Welcome to a magical island where the sea embraces the land and the sky; where people espouse the past the present and the future, with one foot on the sand of reality the other into the salty foam of serenity and their head into the breeze of imagination.
According to most scholars, John Cabot would have landed on our very own beach in June of 1497 even if some of our good neighbours across the Cabot Strait, in Newfoundland, disagree. It is well known nowadays that he and his crew were not the first Europeans to have visited our lands. The Vickings had sailed the northen coast of our big sister island and probably also the coast of Labrador.
What wonderful natural resources these sailors must have encounter. This little corner of North America was once covered with majestic red oaks and beeches, sugar maple and yellow birch trees. Brooks and rivers would have run all year round with pure, cold and cristalline water populated with trouts and salmons.

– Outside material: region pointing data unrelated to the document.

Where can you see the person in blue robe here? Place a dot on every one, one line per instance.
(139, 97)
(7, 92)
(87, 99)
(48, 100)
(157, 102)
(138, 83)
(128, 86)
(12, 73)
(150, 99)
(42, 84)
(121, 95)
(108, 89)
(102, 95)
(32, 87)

The ocean was so plentiful with fish that about one hundred years later, Jacques Cartier reported that his crew could cath cod by the bucketful simply by throwing them overboard. Whales and dolphins, sharks and sea turtles are still swimming in our waters although their population is declining dangerously.
There is rarely a day in summer when we don't see an eagle or two, owls and blue herons can be seen and loons heard between ponds and lakes. To have a look at one, two or three moose in winter is the easiest thing to do also.
For thousands of years our native brothers and sisters have lived in this region taking merely what they needed for survival with respect and reverence for nature; taking no more from the land than from the sea, from the air or from the ground.
Then the fair-skin, the sickly looking people from beyond the horizon arrived with their good will in many cases but also with their diseases and mostly their love of death and their adoration for the DEAD ONE.For them, our Life source, our Provider,had to be thorned apart, mutilated and abused until every particle of energy had been taken away, sold or exchanged.
The first ones to arrive and really settle down on this land were of French origin. Samuel de Champlain followed Cartier about 50 years later and was the first to really start founding colonies first around the Maritimes and then further up the St-Lawrence River all the way up to Quebec.
What a surprise it was for me to find out there used to be a little French settlement at the end of the very road we live on. Well craddle between the North and the South Mountains, just about in the middle on the periphery of Aspy Bay people lived. Were they descendants of some Louisbourg inhabitants, people that had stayed on what used to be l'Isle Royale after the British defeated the French?
This island was already the home of some First Nations People which we call Mi'Maq but they called themselves L'nu'k, meaning "the people". They could be found as far north as the Gaspé Peninsula to some New England States all across the Maritimes and as far East as Newfoundland.